Kommen wir zur Opernsanierung: Die Kostenprognose von einer Milliarde Euro gilt längst als überholt. In Zeiten des Sparzwangs ist ein solches Projekt in der Öffentlichkeit nach wie vor nicht gut zu vermitteln. 

Natürlich muss man den Littmann-Bau sanieren, daran gibt es überhaupt nichts zu rütteln. Es ist aber auch klar, dass in Zeiten knapper Kassen sehr offen darüber diskutiert werden muss, wieviel Geld man für was ausgibt. Die aktuellen Sparmaßnahmen betrifft das aber noch nicht.
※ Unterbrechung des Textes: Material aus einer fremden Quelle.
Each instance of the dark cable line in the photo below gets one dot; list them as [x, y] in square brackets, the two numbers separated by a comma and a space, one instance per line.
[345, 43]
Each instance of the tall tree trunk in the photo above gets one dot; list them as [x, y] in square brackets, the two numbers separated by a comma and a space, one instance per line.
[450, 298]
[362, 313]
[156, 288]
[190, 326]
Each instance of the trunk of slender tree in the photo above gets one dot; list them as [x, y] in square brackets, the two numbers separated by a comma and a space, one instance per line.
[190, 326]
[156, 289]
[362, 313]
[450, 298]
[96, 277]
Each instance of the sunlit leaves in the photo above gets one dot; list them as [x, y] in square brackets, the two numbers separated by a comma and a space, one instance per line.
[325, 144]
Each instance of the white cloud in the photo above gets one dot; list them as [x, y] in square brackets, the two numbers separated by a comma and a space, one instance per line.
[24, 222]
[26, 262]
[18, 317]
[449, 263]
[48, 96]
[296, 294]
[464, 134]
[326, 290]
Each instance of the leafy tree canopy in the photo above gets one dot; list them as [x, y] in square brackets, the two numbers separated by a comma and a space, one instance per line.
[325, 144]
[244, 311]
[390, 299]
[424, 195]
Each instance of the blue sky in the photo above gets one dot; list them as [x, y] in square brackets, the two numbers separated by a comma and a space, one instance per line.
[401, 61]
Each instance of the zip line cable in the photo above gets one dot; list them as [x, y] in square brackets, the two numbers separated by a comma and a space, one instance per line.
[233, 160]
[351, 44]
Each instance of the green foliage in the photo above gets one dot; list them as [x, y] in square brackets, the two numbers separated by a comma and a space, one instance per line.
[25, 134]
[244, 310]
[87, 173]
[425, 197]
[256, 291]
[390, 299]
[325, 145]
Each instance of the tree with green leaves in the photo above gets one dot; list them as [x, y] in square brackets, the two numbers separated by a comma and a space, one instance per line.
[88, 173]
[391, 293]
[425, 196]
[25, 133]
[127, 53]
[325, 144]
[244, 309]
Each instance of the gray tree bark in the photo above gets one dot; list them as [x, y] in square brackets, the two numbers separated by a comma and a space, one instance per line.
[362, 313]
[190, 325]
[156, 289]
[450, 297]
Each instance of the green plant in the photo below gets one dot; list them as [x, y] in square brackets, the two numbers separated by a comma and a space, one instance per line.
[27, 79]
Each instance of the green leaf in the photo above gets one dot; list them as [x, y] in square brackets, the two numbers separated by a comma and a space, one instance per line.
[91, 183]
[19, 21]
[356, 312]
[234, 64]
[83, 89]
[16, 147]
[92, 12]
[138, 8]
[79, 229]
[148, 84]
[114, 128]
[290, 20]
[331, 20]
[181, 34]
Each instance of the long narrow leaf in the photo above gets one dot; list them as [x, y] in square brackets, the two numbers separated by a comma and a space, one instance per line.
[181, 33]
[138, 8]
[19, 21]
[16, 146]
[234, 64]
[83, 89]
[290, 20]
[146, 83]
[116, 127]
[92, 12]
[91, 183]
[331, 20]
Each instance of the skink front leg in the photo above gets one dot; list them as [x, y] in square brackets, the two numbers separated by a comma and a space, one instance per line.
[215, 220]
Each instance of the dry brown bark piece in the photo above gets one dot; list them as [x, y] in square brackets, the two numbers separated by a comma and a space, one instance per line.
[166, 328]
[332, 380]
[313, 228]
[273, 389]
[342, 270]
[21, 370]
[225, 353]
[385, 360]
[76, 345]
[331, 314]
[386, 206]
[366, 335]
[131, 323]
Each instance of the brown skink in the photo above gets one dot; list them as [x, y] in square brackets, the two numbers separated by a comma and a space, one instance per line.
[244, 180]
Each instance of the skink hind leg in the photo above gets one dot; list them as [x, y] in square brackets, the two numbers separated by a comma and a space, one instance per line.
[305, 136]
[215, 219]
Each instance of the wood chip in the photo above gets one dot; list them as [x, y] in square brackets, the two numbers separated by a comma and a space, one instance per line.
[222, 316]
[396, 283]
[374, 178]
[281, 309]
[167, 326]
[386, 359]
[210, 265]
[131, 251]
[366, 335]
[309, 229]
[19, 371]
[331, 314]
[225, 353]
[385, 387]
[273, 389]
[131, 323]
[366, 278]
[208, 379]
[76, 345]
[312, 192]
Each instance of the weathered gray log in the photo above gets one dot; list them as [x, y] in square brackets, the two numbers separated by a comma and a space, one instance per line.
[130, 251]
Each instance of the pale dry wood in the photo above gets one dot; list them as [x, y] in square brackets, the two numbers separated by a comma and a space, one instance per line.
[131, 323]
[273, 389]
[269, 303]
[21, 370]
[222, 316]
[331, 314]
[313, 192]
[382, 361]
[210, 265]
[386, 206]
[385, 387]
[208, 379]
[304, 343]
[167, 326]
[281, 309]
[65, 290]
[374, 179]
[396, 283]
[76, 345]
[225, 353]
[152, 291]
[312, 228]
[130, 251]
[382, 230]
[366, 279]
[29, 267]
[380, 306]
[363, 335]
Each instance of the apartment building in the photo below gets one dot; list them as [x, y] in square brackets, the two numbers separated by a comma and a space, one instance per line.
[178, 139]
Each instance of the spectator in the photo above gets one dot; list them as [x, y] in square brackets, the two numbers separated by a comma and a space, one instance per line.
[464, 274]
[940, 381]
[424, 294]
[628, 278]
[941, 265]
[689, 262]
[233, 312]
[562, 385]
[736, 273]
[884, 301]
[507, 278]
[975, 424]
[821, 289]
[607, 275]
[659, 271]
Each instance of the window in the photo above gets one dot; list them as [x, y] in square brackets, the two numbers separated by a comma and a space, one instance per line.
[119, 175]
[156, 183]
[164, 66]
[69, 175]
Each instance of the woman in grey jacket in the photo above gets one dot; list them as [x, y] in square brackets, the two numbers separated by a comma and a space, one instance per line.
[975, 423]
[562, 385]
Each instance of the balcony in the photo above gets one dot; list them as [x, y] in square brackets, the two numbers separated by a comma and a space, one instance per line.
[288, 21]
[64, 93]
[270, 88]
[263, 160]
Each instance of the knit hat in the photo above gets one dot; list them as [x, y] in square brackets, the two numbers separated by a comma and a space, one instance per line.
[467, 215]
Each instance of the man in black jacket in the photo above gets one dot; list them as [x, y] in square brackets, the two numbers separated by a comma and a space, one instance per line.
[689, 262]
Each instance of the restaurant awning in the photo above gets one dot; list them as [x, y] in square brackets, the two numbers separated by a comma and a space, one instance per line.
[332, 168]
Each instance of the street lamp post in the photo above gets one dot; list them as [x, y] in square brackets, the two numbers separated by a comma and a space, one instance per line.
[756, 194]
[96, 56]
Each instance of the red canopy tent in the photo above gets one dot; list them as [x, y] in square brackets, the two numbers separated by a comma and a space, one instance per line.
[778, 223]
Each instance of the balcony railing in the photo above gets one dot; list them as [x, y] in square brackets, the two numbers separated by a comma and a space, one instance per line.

Die Sanierung soll nach jetzigem Stand ja erst 2033 beginnen. Bis dahin wird noch viel nachgedacht und diskutiert werden. Und wer weiß: Vielleicht ist in den 2030er-Jahren dann die Wirtschaftslage wieder besser in Stuttgart. Und was das geplante Interimsgebäude betrifft: Das Projekt ist zwar beschlossen, aber wieviel Geld man am Ende tatsächlich investiert, ist noch nicht entschieden. 

Der Interimsbau an den Wagenhallen soll jetzt ja auch kleiner und günstiger werden, als ursprünglich geplant. Statt 1.400 Plätze soll es nur noch 1.200 geben. Könnte man das Haus nicht noch kleiner machen?

Eine der große Herausforderungen von solchen Sanierungsprojekten auf der ganzen Welt ist, wie wir es schaffen, über die zehn Jahre Sanierung, die dieses denkmalgeschützte Heiligtum hier offensichtlich braucht, trotzdem ein Publikum zu erhalten, das dann wieder mit zurückkommt. Wir haben derzeit ja hervorragende Auslastungszahlen. Um das zu halten, müssen wir ein vielfältiges, abwechslungsreiches Programm bieten und dementsprechend auch möglichst viele Karten verkaufen können. Wir müssen auch die Chance nutzen können, neue Publikumsschichten anzusprechen. Da können sich ganz neue Energien entwickeln aus solchen Interimsgefühlen. Ob es sinnvoll ist, den Bau danach wieder abzureißen, ist eine andere Frage. 

Der Baubeginn für das Interim wurde kürzlich von 2026 auf 2028 verschoben. Es soll nun Ende 2032 fertig werden. Sie haben als Opernintendant zur Spielzeit 2018/19 angefangen. Wie war damals der Zeitrahmen?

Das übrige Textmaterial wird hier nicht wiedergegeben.